Rozdział XXV

580 63 7
                                    

OBECNIE

        Kilkunastu przeżartych do szpiku kości poważną chorobą strażników popycha mnie w stronę wielkiej windy swym wyglądem przypominającej gigantyczną klatkę na kurczaka... ku-ku-ryku... ku-ku-ryku...ku-ku-ryku... - mamroczę ze śmiechem przy akompaniamencie sprzeczających się głosów w moim ogarniętym błogim szaleństwem umyśle. Zdradziłaś się! Wszyscy wiedzą! Zawiodłaś go... - zrzędził jeden. Gdzie on jest? Gdzie jest mój ukochany tatuś?! - zawodził kolejny. Skąd ta powaga? Skąd ta powaga? Skąd ta powaga? - śmiał się w kółko i w kółko następny niczym zacięta pozytywka odtwarzająca wciąż tą samą melodię... W kółko i w kółko... W kółko i w kółko... W kółko i w kółko... Do tego jeszcze ten irytujący mechaniczny głos jakiejś doktor wciąż oznajmiał - Oddział intensywnej terapii. Uwaga! Wkraczasz na oddział intensywnej terapii. Zaleca się szczególną ostrożność.  
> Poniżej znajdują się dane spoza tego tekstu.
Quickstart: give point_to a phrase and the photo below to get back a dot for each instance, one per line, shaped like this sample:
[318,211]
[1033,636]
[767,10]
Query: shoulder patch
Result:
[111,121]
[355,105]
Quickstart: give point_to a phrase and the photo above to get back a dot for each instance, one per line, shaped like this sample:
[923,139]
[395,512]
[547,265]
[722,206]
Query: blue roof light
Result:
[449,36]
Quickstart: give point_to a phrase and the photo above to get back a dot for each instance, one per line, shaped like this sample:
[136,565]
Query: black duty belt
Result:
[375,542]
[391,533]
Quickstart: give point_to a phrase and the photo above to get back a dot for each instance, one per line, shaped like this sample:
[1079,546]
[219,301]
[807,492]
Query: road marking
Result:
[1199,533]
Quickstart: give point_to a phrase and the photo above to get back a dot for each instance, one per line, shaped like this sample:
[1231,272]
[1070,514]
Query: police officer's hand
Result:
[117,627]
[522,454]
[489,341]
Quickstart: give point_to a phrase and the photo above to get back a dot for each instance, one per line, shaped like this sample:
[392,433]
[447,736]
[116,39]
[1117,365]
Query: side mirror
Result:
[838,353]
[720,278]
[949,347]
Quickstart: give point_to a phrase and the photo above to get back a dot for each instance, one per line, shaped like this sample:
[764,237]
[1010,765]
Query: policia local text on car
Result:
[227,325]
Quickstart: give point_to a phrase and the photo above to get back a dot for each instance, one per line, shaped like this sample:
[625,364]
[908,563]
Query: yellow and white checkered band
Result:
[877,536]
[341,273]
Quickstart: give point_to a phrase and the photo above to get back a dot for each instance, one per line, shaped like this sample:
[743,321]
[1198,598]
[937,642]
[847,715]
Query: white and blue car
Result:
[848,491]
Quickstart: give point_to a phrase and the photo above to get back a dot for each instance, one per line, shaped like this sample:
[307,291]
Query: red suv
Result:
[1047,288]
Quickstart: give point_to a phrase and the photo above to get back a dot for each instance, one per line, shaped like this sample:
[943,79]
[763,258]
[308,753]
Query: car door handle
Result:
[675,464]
-Odział intensywnej terapii. Uwaga, uwaga! Wkraczasz na oddział intensywnej terapii. - parodiowałam ze śmiechem grzechotając łańcuchami, którymi te nudne kreatury skuły mi nadgarstki i kostki. Tak jakby piętnastu strażników uzbrojonych po zęby nie wystarczyło... Uśmiechnęłam się okrutnie rozkoszując się strachem jakim ich napawałam. Wepchnęli mnie do tej windo-klatki, a w mojej głowie zaświtał niewyraźny obraz prętów krat, oślepiających świateł ringu i szkarłatu... Mnóstwa szkarłatu... 

-Grzeczniej nie można? Mężczyźnie nie wypada popchnąć dziewczyny! - upomniałam ich ze śmiechem. Nie wiedzieć czemu cała ta sytuacja była dla mnie nieskończenie zabawna. Strażnicy spojrzeli na mnie z niemal namacalną nienawiścią. Cóż za symfonia niewypowiedzianych emocji! 

-Dziewczynie nie wypada wymordować prawie pół setki niewinnych ludzi! - warknął jeden z nich. Ten z lewej strony z piwnymi oczami i kwadratową szczęką. Roześmiałam się.

-Tylko tyle ich było? - spytałam z powątpiewaniem. Mężczyzna zacisnął kurczowo pięści na karabinie i zacisnął mocno szczękę. Znów zapadło głuche milczenie, a jedynym towarzyszącym nam dźwiękiem było skrzypienie windo-klatki i sprzeczające się w mojej głowie głosy. Stukałam nogą w rytm trawiącego mnie zniecierpliwienia i ogarniającej mnie nudy. Najwyraźniej nikt nie miał ochoty ze mną gadać co było niewiarygodnie niemiłe i nieuprzejme. Zdaniem mojego kochanego tatusia grzeczność to podstawa udanych relacji. Spojrzałam na mężczyznę za mną. Wysoki i barczysty o pociągłej twarzy i szarych oczach z wyrazem najwyższej obojętności celował we mnie z karabinu. Zmrużyłam oczy.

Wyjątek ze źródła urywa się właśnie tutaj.